– Да у них же зять красный комиссар, – попробовал вразумить жену Никифор.
– А у нас дочь учительница. Да и какой завод у нас был, скажешь тоже. Два бочонка под масло, да колода под сметану. Вот и весь завод.
– Зато дом у нас был кирпичный, забыла что ли.
– Ну и что, мы этот дом своими руками построили. За это не раскулачивают. Нет, это всё из-за бороды…
Лишившись бороды, дед как-то сразу сник, как библейский Самсон без длинных волос. Стал прихварывать, да однажды осенью провалился на своей лошади под лед на мелкой лесной речушке. Он в той речке только ноги промочил, но после этого купания почему-то слег и разболелся на две недели, чего раньше с ним никогда не случалось. В больницу, сколько его не упрашивали, он обращаться не стал, сказал, что от смерти все равно не уйдешь. Таблетками от неё не откупишься.
Стал собираться в дальнюю дорогу. Сходил к знакомому столяру – гроб себе заказал. Крест сам себе смастерил дубовый. Зиму на печи пролежал, а к пасхе помер.
Анна пред смертью заметила, что борода у деда стала сильно расти, только какая-то непривычная – совсем седая. И выражение лица стало у Никифора какое-то другое, как на иконах у святых старцев, которые смотрят со стен полуразрушенного собора в центре Красновятска.
Теперь Анна уже жалела, что отрезала у Никифора бороду. Может быть, и на самом деле, не в бороде дело.
Конкурент
У сельповского конюха Ивана Дмитриевича не так давно появился конкурент – Вася Порошин. Вася от нечего делать смастерил самодельный трактор. Задний мост приспособил от списанного «Москвича», двигатель от мотоцикла, а редуктор от пускача с гусеничного трактора, который случайно нашел в Каменурском логу. Когда Вася снимал редуктор, он вспомнил, что года два назад Коля Карамба пахал на этом тракторе частные огороды, ну и навоздырялся как следует. По пути в гараж из трактора выпал. Утром опомнился – стал свой трактор искать, но не нашел. Да и как найдешь, если Каменурский лог от Пентюхина находится километрах в десяти, а сентябрь тогда сухой был – вот следов-то и не осталось.
Самодельный трактор у Васи получился не хуже любого мотоблока – пашет, косит, сено в самодельной тележке возит. И местные жители как-то сразу признали в Васе мастера на все руки. Стали приглашать вместе с трактором для обработки огородов, дружбу старались завести, угостить чем-нибудь при случае. После этого к сельповскому конюху Ивану Дмитриевичу отношение резко переменилось. Просто так Ивана Дмитриевича уже никто не угощал и впрок – тоже. Если и подавали, то только за дело, с меры, чтобы с панталыку не сбился и до дома добрался своим ходом.
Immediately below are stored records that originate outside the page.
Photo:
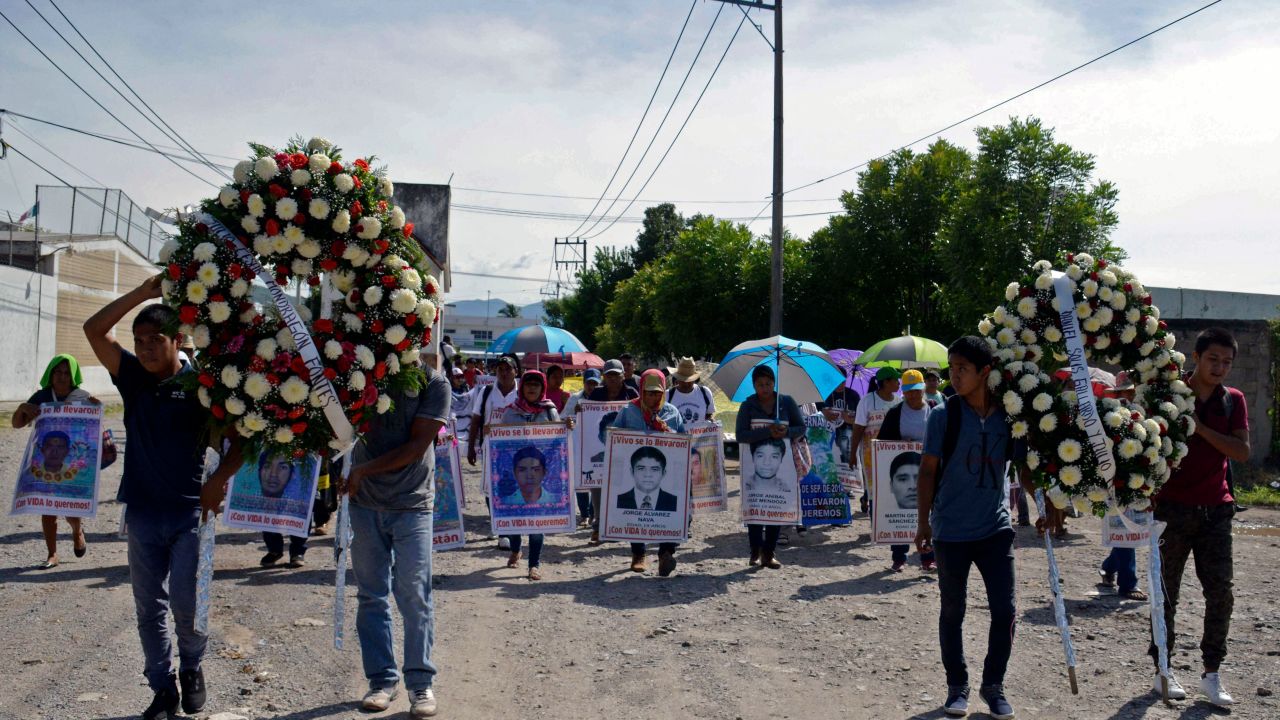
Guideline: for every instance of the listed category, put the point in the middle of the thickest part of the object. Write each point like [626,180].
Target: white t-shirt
[695,405]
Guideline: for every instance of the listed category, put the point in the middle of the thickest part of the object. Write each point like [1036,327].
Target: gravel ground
[832,634]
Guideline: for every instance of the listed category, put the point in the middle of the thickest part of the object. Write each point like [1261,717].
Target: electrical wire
[643,117]
[182,142]
[96,101]
[1008,100]
[691,110]
[661,124]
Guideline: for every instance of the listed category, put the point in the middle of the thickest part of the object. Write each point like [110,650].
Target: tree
[1027,199]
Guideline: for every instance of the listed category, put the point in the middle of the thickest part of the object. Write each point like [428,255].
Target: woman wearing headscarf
[785,422]
[60,383]
[530,406]
[650,413]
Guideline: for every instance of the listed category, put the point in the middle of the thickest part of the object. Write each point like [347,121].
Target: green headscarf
[77,379]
А раньше, бывало, Иван на своей кобыле Майке до огородов доедет, подцепит плуг, как положено, супонь подтянет, чтобы хомут не спадал, и садится в тенек под кусты ожидать румяную хозяйку с угощениями.
Хозяева пашут, картошку садят, боронят на его лошади, а он сидит себе, да горькую попивает. К вечеру так ухайдакается на алкогольной ниве, что его, бесчувственного, на телегу грузят и домой везут через все село, как покойника. Дети малые от одного вида такой процессии плакать начинают, старухи крестятся, старики вздыхают с усмешкой: «Э-хе-хе!».
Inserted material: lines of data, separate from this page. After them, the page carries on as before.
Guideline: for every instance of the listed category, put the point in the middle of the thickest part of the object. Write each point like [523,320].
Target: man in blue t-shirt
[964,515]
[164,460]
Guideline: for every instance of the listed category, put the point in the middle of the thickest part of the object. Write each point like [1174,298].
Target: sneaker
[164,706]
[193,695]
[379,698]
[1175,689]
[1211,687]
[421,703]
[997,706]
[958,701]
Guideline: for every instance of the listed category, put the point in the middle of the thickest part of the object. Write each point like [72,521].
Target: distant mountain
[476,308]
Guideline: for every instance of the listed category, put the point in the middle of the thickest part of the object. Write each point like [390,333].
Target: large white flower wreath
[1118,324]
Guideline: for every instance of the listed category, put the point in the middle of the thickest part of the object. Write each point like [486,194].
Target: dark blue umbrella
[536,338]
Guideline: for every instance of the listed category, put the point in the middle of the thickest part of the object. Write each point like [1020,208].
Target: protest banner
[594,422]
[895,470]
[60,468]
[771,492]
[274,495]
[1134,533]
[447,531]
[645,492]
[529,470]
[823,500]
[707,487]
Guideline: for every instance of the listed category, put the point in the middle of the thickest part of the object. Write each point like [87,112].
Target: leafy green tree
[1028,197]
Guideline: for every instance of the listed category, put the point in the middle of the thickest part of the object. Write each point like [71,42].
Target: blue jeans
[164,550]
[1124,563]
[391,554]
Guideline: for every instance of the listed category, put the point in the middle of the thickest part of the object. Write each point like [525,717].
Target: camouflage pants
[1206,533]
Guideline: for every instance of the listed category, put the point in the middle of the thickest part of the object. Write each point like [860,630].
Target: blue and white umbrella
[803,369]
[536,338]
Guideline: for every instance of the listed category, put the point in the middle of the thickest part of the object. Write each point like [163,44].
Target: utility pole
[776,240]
Дома жена принимает конюха из рук в руки, устраивает в чулане на ночлег, плачет, следит, чтобы на спине не лежал. Всю ночь около него без сна, всю ночь в заботе.
Зато утром устраивает ему взбучку и выволочку. Начинает ухватом по дому гонять. Сначала она его, потом он ее. Кончается тем, что она открывает западню в подполе, задергивает ее половиком и выходит к мужу – дразнит, обзывает разными нехорошими словами. Иван, конечно, нервничает, кидается на бабу с кулаками, а она – легким прыжком через западню – раз, и готово. Иван же по своей забывчивости ступает на половик и летит в трам-тарары, увлекая за собой чугуны и ведра с водой, что стоят около печи на лавке.
Пока Иван приходит в себя в темном подполье, постепенно начиная охать и ругаться, Пелагея быстро закрывает на подполье крышку и вешает на запоре замок. Вот тебе и тюрьма до обеда.
Иной раз, правда, и в подполье он долго не сдается, ворчит там что-то жуткое, сквернословит, в западню снизу колотит старым сапогом. Но Пелагея неумолима, как правосудие.
– Извинения проси, свистодыр, – требует она, – а то вообще не выпущу оттудова и голодом заморю.
– Опохмелиться дашь – извинюсь, – отвечает Иван ехидно.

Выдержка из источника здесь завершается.